テレビの向こうで芸人たちが笑ってる。いったいなにが楽しいのかわからない。いや、おもしろい場面なんだろうが……今の俺にとっちゃ下らないものでしかなかった。
「ないわーマジないわー」
こたつにぶっつぶしたまま思ったことを口に出す。自分の台詞に同じようにこたつに入って蜜柑の皮を向くのに専念していた友人が顔を上げた。
「いきなりなんだよ」
「だってよ、大学入ってもう三年経ったのに今年もクリスマスも大晦日もお前と一緒なんだぜ?くそっ、誰だよ大学入ったら彼女なんて簡単にできるっていったやつ!」
キャンパスライフに謳歌する自分を夢見た高校時代。だが大学に入っても彼女はおろかだらだらと過ごして早数年、独り身にとっちゃ苦痛でしかないクリスマスも過ぎてこうして一年が終わろうとしている。

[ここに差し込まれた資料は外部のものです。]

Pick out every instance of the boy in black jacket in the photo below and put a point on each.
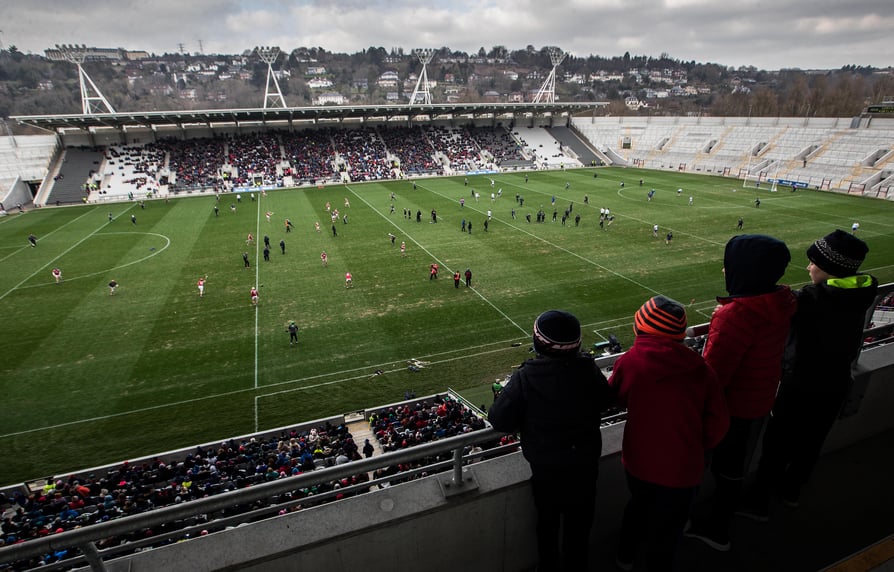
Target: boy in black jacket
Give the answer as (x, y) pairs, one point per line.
(551, 400)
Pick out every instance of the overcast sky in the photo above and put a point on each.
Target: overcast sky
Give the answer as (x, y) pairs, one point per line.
(768, 34)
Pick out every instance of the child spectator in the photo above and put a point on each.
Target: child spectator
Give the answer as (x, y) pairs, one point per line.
(746, 338)
(825, 340)
(664, 447)
(551, 400)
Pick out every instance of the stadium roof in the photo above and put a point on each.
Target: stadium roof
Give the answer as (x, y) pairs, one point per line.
(325, 114)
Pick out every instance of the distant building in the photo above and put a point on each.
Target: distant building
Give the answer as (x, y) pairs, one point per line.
(330, 98)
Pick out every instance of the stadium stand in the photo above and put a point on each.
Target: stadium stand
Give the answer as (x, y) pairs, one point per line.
(76, 170)
(821, 154)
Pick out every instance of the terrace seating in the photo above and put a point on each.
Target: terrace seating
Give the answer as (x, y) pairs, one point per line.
(77, 167)
(131, 170)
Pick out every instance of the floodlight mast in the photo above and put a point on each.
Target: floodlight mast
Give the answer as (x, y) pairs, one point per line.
(547, 92)
(421, 94)
(272, 97)
(94, 101)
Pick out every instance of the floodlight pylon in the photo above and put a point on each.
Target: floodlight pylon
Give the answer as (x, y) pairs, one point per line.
(272, 97)
(92, 100)
(421, 94)
(547, 92)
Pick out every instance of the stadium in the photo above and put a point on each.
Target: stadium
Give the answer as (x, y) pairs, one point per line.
(145, 381)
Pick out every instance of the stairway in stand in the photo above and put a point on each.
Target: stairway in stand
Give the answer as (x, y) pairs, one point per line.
(359, 429)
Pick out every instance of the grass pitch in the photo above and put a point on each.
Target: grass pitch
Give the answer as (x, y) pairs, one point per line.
(90, 378)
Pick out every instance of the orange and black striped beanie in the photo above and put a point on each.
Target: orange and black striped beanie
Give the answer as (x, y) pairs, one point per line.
(661, 316)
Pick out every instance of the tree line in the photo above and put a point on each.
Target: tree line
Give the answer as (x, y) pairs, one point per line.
(33, 85)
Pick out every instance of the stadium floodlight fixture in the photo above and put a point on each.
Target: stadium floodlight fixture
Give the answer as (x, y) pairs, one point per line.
(272, 95)
(547, 92)
(421, 93)
(92, 100)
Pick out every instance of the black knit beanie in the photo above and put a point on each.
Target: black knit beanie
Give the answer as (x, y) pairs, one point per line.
(754, 263)
(838, 254)
(556, 333)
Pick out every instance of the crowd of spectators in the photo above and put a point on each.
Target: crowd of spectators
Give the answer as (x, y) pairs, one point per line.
(413, 424)
(254, 156)
(131, 488)
(409, 425)
(362, 154)
(310, 155)
(307, 156)
(457, 145)
(499, 143)
(411, 146)
(194, 163)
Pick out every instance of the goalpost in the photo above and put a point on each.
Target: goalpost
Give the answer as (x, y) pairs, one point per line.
(760, 180)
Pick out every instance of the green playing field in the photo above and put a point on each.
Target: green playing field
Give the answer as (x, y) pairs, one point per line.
(90, 378)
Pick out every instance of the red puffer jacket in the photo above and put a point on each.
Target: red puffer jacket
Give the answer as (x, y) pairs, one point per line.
(746, 339)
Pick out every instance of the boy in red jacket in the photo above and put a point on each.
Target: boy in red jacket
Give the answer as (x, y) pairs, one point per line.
(675, 412)
(746, 339)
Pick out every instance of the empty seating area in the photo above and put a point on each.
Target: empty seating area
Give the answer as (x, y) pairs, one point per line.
(78, 165)
(543, 149)
(821, 152)
(26, 157)
(130, 170)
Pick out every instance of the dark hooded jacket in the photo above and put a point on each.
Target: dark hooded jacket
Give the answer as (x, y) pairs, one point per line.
(748, 331)
(675, 411)
(827, 332)
(553, 402)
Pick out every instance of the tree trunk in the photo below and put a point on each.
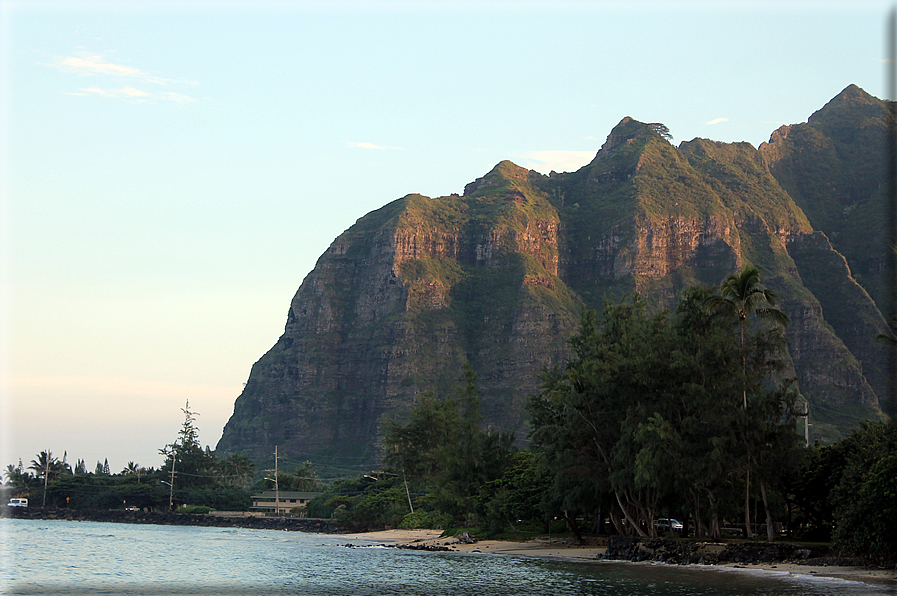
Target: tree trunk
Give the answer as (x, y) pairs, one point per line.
(574, 529)
(617, 522)
(715, 533)
(770, 535)
(632, 522)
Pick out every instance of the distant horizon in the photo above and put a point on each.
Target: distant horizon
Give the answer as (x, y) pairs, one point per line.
(174, 173)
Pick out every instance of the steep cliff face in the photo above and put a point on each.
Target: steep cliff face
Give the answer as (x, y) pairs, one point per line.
(833, 166)
(498, 277)
(396, 305)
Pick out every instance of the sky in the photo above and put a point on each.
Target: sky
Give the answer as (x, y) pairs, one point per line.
(171, 171)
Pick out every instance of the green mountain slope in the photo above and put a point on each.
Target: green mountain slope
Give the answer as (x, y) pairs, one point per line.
(499, 277)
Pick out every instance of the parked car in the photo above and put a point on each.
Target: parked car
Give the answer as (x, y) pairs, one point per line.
(666, 525)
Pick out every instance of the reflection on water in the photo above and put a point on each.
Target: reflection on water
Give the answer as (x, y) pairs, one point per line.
(53, 557)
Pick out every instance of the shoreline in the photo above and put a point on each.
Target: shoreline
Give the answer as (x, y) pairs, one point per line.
(540, 548)
(433, 540)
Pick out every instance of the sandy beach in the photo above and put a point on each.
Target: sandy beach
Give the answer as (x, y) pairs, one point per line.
(542, 548)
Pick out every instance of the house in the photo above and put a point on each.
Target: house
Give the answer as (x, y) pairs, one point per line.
(270, 502)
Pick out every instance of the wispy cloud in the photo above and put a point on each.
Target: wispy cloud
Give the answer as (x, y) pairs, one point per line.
(96, 65)
(133, 94)
(372, 146)
(559, 161)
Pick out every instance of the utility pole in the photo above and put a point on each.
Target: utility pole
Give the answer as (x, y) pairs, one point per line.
(276, 485)
(174, 459)
(807, 423)
(46, 476)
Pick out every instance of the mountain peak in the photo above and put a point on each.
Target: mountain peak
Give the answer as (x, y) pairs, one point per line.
(851, 98)
(504, 171)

やるせない思いを抱きながら友人が剥いた蜜柑に手を伸ばした。が、寸前のところで手を叩かれて阻止されてしまう。なんて非道なやつだ。
「いいじゃねーかよ一個くらい」
「俺が剥いたんだから俺のだ、食べたきゃ自分で剥け」
「やーだー、俺はカウントダウンを見届けるという使命があるのだー」
「お前それ紅白のときもいってただろ……はあ、しょがないな」
ため息をついて剥いた蜜柑を俺の前に置いてくれる。なんだかんだいってこいついいやつだ。友人の厚意に甘えて蜜柑を一個口の中に入れる。蜜柑をくれた友人は皮を剥いた蜜柑を今度は爪楊枝を使って一本一本筋を丁寧に剥がす作業に勤しむ。筋があったほうが栄養がいいっていうし、面倒くさがりの自分からしたらなんでそこまでするのか理解できない。
「面倒じゃないのか」
「なにが」
「筋取り」
「さあ、いつもしてるから特に思わない」
「うっわ、神経質」
「几帳面っていえよ」
わざとに決まってんじゃん、といったら次から蜜柑をくれなくなりそうだったのでいわずに適当に返事しておく。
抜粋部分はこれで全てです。